I'm interested in using HDFS for storing audio/video files that need to be streamed to browser clients. Most of the streams will be start to finish, but some could have a high number of seeks.

Maybe there is another file system that could do this better?

Van Gale
  • 472
  • 1
  • 5
  • 10
  • Streaming Access Pattern in HDFS is: Write Once, Read Any Number Of Times, But Don't Try To Change The Contents Of The File. –  Jul 08 '15 at 17:37

3 Answers3

3

HDFS stores data in large blocks -- like 64 MB. The idea is that you want your data layed out sequentially on your hard drive, reducing the number of seeks your hard drive has to do to read data.

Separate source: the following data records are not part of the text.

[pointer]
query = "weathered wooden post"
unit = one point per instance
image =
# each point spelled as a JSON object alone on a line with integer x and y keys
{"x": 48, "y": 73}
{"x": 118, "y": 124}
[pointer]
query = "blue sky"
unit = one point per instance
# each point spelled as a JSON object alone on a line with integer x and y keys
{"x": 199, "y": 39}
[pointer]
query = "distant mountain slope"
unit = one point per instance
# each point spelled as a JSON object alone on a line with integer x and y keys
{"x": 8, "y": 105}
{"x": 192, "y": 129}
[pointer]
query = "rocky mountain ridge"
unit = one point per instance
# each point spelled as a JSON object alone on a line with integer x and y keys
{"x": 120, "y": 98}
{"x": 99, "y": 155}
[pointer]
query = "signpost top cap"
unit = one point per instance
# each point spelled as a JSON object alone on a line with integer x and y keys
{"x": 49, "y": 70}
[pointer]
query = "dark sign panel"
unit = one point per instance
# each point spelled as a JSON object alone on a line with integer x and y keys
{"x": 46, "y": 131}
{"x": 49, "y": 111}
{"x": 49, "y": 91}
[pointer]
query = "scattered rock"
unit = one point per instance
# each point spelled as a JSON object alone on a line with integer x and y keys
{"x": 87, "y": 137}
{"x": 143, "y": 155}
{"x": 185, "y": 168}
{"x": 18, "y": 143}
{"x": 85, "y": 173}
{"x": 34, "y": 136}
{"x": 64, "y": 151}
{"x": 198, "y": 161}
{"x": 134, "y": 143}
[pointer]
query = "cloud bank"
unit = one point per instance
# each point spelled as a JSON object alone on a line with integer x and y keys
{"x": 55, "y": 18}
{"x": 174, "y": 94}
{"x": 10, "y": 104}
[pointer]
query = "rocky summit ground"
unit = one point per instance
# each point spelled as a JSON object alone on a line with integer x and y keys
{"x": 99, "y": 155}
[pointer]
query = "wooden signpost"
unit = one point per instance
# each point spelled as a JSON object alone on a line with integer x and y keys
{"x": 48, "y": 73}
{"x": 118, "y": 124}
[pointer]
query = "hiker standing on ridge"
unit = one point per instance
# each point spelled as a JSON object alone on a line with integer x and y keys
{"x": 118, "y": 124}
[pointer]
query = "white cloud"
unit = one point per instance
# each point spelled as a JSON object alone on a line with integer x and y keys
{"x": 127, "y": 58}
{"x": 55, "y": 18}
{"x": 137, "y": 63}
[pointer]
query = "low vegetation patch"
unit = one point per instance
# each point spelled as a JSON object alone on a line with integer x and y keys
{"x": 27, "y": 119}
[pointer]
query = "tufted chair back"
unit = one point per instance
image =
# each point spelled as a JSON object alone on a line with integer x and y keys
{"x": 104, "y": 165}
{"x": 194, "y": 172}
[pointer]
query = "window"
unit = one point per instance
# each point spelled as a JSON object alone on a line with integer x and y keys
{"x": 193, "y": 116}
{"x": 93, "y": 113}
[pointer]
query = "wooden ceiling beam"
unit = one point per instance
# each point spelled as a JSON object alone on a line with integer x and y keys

In addition, HDFS is a user-space file system, so there is a single central name node that contains an in-memory directory of where all of the blocks (and their replicas) are stored across the cluster. Files are expected to be large (say 1 GB or more), and are split up into several blocks. In order to read a file, the code asks the name node for a list of blocks and then reads the blocks sequentially.

The data is "streamed" off the hard drive by maintaining the maximum I/O rate that the drive can sustain for these large blocks of data.

2

Streaming just implies that it can offer you a constant bitrate above a certain threshhold when transferring the data, as opposed to having the data come in in bursts or waves.

If HDFS is laid out for streaming, it will probably still support seek, with a bit of overhead it requires to cache the data for a constant stream.

Of course, depending on system and network load, your seeks might take a bit longer.

towo
  • 1,887
  • 14
  • 12
0

For Streaming Data From the Hadoop: The Definitive Guide, 3rd Edition:

HDFS is built around the idea that the most efficient data processing pattern is a write-once, read-many-times pattern. A dataset is typically generated or copied from source, and then various analyses are performed on that dataset over time. Each analysis will involve a large proportion, if not all, of the dataset, so the time to read the whole dataset is more important than the latency in reading the first record.